The photo from this year’s competition in Minneapolis is unique, but Reese has been part of a similar one 13 times before.
In March he capped off his 40th season at the helm of the University of Texas men’s program by winning the NCAA Division One title for the 14th time.
On top of that accomplishment he has been the United States Men’s Olympic Team Head Coach three times (1992, 2004 and 2008) and coached 29 Olympians who have earned 39 gold, 16 silver and eight bronze.
The accolades are not something that he has looked for. For him it has always been about one thing – fast swimming, “It was never about me,” says Reese. “I didn’t ever want anything out of this. I never talked about winning the NCAAs, I never wanted to be an Olympic team coach. I just had a passion for finding a way to get people to go faster.”
Many feel that a good coach must be a master of motivation, a thought that Reese does not agree with, “Everyone wants me to talk about motivation. I don’t know anything about it. Nobody can be motivated to work hard everyday. You cannot be motivated everyday to do that. You have to raise your level of living, your average, your work level.”

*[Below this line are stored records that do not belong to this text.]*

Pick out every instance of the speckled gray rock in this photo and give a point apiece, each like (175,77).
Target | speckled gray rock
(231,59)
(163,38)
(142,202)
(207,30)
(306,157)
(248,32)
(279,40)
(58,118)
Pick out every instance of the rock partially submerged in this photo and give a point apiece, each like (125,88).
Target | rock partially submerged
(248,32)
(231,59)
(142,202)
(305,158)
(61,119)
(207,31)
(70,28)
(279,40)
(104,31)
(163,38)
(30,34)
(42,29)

“You raise it and you have to live there.”
Reese believes that takes a lot of hard work to achieve, which is one reason he ensures fun is part of the process, “On deck I am a three letter word wizard,” explains Reese. “Fun is my favourite word. It is a boring sport. You dive into lane six and two hours later you get out at the same place you dove in and you are a lot more tired.”
“There has got to be laughter along the way. Before practice, after, in between repeats that kind of stuff. I am good at that.”

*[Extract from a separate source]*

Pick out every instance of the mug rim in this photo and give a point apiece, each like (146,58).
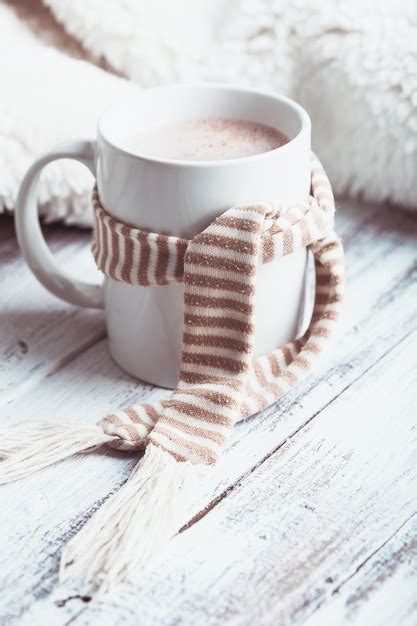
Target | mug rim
(304,118)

He accomplishes this in many simple ways with one of his favourites being a children’s game the team has adopted as their own, “My guys get to the pool 40 minutes early to play six square, which is a modified four square elementary school game. We have our own rules and there will be 20 guys playing before practice starts.”
“It is about whatever fun you can have.”
It Happens Everyday
Australian sports psychologist Wayne Goldsmith has captured Reese’s attention and is one of the people he listens to most. On a visit to UT Goldsmith spent twenty minutes on deck and was stunned by what he saw, “He told me, ‘I have 10 things to talk to your team about.’ I said we are doing fast stuff long course with a lot of rest. Walk around, introduce yourself and talk to them.”

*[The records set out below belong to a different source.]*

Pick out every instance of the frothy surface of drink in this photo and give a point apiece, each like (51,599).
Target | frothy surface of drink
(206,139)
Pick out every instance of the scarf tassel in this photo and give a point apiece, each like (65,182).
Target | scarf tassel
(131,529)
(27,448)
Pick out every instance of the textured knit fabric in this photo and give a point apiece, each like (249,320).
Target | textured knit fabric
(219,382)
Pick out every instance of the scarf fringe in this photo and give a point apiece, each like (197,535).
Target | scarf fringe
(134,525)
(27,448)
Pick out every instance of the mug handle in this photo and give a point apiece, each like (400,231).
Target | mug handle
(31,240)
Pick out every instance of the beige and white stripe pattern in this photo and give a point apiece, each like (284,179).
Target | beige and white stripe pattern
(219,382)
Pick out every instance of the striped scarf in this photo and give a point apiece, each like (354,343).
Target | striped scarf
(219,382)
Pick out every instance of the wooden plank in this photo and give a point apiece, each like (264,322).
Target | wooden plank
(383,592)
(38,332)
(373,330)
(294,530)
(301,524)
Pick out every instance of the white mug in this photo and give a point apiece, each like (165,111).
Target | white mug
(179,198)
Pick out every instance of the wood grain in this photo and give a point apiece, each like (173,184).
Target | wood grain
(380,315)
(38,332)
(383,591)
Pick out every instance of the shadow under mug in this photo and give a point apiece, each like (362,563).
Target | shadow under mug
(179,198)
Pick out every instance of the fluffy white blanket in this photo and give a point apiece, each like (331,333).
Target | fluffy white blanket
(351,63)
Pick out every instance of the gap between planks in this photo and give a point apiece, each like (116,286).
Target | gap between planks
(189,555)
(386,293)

“Twenty minutes later he says, ‘Do you hear what is happening in here?’ I said it happens all the time so it is no big deal to me. Tell me what it is.”
“He said, ‘They are helping each other with strokes, with strategy and they are encouraging each other. I have been on the deck of 500 pools and have never seen that.”
This is not an accident. It is something Reese works at consistently teaching the athletes to care about one and other as much as he does.
“Every two weeks I talk to them about being positive and encouraging each other,” explains Reese. “On Fridays they come straight into the locker room sit down and each person talks about the good things they have done in school and the good things they have done in the water. And everybody does one clap for that.”
It is All About Engagement
Athletes want to know their coach cares about them and their pursuits. Reese does not hide his devotion to their goals, “I am going to care more about their swimming than they do. No matter who they are.”
Professing how much you care and showing it are two different things. When a coach is passionate and fully engaged they walk the talk. This is something that Goldsmith stressed to Reese who takes his words seriously, “He said to stay engaged,” says Reese “I felt I was the best at it, but I got better.”
“I try to make it a point to talk to them in practice. When I was at Auburn and had 22 guys I would say something to everybody at practice three to five times.”
His moment-to-moment focus on the pool is evident to anyone watching him walk the deck. Recently a visiting Japanese coach made an observation, which he took as an enormous compliment, “He said, ‘You are looking at the pool all the time. You don’t ever turn your back on it. Even when you are doing pushups or squats or old man dips, you are always watching the pool.’’”
“I took that as one of my highest compliments.”
“I want to see everything that is happening. I am a perfectionist that has learned to dial that back, because I know how long it took me to become perfect.”
(When he finished the sentence above you could almost see the wink on his face through his words and he received the laugh from the interviewer he was looking for.)
In the process of teaching athletes to move through the water at a quicker pace Eddie Reese has built a culture that is second to none. The goal is fast swimming, but the result is developing a group of young men who work together as a team to lift their level of performance in all facets of their lives.